Feds’ Security Move: Reduce ‘Net Connections

Federal agencies continue to report that they’re making progress on a governmentwide initiative aimed at reducing their exposure to Internet-based threats, according to Karen Evans, the de facto federal CIO. But she also disclosed that the effort to consolidate the government’s connections to the Net has been scaled back because of feedback from agency officials. During a press conference Thursday, Evans, whose official title is administrator of e-government and IT at the White House Office of Management and Budget, provided a status update on the Trusted Internet Connections (TIC) initiative launched by the OMB last November. As part of the effort (download PDF), civilian agencies are working to reduce the number of external Internet connections that they have in place.

The goal is to lower the risk that government systems will be hit by online attacks, and to make it easier to monitor the Internet connections being used by agencies. Instead of having each individual agency manage its own connections, the plan is to have a small group of TIC Access Providers offering centralized connectivity and gateway monitoring services to some agencies.

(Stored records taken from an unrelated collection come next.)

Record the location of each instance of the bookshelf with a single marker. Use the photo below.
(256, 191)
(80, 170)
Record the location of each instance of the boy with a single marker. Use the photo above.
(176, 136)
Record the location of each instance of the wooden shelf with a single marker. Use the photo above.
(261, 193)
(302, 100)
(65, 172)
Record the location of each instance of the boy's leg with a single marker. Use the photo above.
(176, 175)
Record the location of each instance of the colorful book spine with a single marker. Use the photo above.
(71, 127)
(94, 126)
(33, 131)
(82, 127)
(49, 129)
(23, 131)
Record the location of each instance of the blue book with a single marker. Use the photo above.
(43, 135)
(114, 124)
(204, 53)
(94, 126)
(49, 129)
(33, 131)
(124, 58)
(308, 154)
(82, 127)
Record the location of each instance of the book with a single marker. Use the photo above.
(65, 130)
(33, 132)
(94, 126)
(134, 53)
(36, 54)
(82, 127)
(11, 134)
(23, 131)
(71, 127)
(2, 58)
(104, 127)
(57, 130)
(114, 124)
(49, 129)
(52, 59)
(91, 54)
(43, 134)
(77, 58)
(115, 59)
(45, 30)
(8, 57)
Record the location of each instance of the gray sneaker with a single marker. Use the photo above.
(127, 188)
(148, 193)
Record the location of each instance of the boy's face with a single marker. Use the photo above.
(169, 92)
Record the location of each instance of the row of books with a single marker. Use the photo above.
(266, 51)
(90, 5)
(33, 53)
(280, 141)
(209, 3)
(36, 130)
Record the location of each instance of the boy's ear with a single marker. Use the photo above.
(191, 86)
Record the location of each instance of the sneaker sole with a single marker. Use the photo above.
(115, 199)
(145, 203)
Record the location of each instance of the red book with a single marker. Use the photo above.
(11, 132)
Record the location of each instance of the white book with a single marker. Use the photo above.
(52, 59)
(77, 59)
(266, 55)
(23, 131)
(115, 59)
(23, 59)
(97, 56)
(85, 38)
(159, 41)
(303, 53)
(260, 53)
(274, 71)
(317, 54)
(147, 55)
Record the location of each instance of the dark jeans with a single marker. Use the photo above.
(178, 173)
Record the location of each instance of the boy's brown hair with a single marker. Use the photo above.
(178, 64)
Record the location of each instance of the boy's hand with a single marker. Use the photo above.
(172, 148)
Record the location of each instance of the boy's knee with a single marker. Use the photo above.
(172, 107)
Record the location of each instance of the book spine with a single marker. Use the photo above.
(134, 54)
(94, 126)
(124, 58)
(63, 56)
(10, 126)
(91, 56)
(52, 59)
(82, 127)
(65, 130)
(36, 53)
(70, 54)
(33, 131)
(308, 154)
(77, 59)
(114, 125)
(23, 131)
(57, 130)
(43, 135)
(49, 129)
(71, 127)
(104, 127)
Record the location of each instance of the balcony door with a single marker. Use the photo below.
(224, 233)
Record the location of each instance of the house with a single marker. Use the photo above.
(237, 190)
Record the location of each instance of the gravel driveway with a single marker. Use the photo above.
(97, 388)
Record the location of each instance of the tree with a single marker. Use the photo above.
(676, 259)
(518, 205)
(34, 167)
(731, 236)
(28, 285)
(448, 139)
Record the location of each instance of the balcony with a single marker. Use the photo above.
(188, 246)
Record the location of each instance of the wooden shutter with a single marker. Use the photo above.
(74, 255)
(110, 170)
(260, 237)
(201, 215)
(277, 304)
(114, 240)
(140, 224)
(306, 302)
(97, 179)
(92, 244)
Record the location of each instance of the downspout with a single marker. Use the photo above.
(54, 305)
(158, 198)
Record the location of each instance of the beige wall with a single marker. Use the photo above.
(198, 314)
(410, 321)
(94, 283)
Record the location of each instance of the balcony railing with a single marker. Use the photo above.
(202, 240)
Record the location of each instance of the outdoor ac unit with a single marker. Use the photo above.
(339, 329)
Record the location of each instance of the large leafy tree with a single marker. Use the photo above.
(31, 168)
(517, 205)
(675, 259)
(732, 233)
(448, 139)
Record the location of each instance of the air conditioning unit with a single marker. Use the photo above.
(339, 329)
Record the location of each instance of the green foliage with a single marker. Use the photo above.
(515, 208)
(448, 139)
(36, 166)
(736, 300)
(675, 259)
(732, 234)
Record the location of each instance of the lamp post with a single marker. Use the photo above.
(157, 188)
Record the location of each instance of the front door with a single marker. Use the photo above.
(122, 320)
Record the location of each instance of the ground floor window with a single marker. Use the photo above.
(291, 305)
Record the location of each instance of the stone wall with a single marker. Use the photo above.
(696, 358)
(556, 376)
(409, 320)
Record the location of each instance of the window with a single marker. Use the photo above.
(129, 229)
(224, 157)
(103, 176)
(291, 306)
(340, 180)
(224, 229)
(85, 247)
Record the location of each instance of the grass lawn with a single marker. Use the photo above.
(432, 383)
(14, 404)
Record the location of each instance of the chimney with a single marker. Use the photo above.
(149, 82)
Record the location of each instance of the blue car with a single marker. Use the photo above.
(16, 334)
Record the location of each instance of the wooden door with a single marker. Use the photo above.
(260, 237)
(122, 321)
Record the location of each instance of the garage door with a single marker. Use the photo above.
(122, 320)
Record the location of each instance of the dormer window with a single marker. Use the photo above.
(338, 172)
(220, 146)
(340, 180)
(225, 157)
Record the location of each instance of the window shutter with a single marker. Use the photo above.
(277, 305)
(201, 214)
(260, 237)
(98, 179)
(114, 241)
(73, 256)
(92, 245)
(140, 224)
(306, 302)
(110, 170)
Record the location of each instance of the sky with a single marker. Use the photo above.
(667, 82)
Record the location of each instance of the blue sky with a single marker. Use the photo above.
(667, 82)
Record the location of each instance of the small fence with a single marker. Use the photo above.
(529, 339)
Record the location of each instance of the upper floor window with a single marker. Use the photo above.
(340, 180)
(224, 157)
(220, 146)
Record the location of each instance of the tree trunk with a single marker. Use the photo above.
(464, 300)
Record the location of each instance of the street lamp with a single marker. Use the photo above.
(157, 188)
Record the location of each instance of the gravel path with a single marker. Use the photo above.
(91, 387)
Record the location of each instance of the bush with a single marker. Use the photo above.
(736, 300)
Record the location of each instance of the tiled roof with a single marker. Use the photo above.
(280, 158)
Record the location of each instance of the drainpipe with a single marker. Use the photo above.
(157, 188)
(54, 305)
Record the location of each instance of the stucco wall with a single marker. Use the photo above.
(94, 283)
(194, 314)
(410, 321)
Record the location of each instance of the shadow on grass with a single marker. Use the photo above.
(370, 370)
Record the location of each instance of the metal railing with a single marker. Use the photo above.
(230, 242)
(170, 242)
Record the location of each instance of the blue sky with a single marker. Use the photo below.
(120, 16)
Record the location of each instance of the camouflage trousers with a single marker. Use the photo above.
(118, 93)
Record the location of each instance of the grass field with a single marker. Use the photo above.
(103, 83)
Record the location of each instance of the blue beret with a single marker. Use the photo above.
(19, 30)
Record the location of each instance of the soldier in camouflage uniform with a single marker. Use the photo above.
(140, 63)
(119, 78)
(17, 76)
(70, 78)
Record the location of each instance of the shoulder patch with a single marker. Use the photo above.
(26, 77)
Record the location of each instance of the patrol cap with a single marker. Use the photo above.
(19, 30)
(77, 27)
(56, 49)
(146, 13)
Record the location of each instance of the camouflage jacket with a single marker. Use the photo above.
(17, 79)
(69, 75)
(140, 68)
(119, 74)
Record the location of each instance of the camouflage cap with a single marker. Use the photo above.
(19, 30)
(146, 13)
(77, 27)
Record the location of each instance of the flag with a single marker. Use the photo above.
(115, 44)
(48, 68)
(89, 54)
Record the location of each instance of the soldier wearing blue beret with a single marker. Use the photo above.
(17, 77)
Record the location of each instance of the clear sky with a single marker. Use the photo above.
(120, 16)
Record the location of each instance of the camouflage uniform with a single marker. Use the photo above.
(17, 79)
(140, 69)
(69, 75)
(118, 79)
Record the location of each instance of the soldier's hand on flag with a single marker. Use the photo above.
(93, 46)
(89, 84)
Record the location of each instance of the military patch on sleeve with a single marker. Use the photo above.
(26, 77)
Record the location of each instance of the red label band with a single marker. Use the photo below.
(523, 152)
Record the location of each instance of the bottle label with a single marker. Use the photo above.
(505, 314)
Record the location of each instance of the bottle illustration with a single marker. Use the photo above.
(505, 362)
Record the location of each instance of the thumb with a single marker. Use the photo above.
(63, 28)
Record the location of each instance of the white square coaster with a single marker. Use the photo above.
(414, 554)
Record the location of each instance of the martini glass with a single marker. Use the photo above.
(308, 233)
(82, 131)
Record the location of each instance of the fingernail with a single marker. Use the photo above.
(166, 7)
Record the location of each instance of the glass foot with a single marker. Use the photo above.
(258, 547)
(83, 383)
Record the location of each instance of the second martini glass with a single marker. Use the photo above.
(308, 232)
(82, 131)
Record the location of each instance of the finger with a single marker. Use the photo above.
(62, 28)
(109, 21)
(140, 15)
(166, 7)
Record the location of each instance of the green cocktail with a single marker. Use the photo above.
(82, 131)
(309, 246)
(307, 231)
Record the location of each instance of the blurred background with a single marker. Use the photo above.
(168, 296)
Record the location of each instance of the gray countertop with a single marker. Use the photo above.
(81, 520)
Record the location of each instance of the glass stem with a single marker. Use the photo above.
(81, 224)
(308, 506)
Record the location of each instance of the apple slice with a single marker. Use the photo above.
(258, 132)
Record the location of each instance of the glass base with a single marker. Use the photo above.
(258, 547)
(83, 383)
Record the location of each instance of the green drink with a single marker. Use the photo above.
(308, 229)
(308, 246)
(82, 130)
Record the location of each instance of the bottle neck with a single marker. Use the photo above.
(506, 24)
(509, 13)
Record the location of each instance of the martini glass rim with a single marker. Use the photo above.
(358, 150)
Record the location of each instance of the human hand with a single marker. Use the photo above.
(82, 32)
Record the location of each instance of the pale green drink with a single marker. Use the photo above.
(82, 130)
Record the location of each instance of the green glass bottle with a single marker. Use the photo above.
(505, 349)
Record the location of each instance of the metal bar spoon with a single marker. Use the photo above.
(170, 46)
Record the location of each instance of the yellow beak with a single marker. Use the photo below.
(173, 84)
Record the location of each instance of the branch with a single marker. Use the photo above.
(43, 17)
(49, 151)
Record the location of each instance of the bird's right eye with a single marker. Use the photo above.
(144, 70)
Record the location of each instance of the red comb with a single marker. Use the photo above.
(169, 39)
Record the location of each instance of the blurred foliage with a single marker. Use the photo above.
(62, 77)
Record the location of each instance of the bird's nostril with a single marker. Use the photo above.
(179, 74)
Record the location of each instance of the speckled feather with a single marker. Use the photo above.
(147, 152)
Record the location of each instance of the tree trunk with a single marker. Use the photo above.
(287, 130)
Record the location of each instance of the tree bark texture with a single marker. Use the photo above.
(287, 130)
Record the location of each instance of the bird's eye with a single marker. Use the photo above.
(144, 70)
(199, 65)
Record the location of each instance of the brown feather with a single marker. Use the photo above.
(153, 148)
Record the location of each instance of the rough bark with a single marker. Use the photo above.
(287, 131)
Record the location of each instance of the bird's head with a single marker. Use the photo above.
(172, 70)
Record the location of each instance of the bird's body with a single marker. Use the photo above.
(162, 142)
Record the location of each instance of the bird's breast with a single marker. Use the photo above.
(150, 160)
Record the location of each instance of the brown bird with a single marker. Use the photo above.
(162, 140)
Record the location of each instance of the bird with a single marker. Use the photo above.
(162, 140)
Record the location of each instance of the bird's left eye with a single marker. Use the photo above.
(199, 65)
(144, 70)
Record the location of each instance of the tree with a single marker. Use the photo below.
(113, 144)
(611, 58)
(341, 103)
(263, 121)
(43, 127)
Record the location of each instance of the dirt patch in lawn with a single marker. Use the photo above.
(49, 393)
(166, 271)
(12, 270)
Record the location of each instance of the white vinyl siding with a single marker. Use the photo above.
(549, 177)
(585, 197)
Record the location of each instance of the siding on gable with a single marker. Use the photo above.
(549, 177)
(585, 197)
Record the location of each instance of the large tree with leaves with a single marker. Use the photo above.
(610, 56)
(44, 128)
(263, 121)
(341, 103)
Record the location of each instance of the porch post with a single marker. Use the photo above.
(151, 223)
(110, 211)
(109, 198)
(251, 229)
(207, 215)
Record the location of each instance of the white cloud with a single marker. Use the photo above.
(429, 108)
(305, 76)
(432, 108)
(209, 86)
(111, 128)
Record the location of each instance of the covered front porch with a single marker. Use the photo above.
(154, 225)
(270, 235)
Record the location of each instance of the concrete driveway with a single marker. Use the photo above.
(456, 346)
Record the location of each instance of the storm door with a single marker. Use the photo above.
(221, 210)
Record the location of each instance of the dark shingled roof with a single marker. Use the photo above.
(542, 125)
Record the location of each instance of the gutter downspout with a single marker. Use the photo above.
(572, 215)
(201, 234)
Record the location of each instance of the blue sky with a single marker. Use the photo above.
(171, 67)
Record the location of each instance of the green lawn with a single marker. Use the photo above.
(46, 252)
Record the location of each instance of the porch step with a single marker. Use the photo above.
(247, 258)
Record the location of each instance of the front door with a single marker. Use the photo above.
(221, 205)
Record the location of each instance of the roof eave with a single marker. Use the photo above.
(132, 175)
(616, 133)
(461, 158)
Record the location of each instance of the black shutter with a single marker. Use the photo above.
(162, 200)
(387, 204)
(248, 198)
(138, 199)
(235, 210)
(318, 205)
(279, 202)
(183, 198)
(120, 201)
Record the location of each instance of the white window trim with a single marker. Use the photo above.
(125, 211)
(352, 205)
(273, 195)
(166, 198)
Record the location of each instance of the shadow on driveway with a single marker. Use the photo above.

Evans said that as of May, the number of external connections had been reduced from a total of more than 4,300 when the TIC initiative was announced to just over 2,750, based on reports submitted to the OMB by agencies. But she added that instead of whittling down the overall number of connections to 50, which is what the plan originally called for, the OMB now is looking to lower that number to about 100 by the end of 2009.

“Initially, we thought we could bring it down to 50,” Evans said. “Right now, based on feedback from agencies and the [General Services Administration], we have set the goal at less than 100.”

Thus far, two agencies have indicated their willingness to act as Internet access providers for other agencies, Evans said without identifying them. One has already demonstrated the technical and business capabilities needed to deliver access services beyond its own systems, while the other is about 90% of the way there and is working to close the remaining gaps in its capabilities, she said. Between them, those two agencies are expected to manage a total of seven Internet connections.

Another 16 agencies have shown themselves to be willing and able to act as their own Internet access providers, Evans said, adding that they likely will oversee a combined total of 72 connections under TIC. The remaining 121 agencies covered by the initiative will have their Internet connections managed via a GSA-approved access provider, according to Evans.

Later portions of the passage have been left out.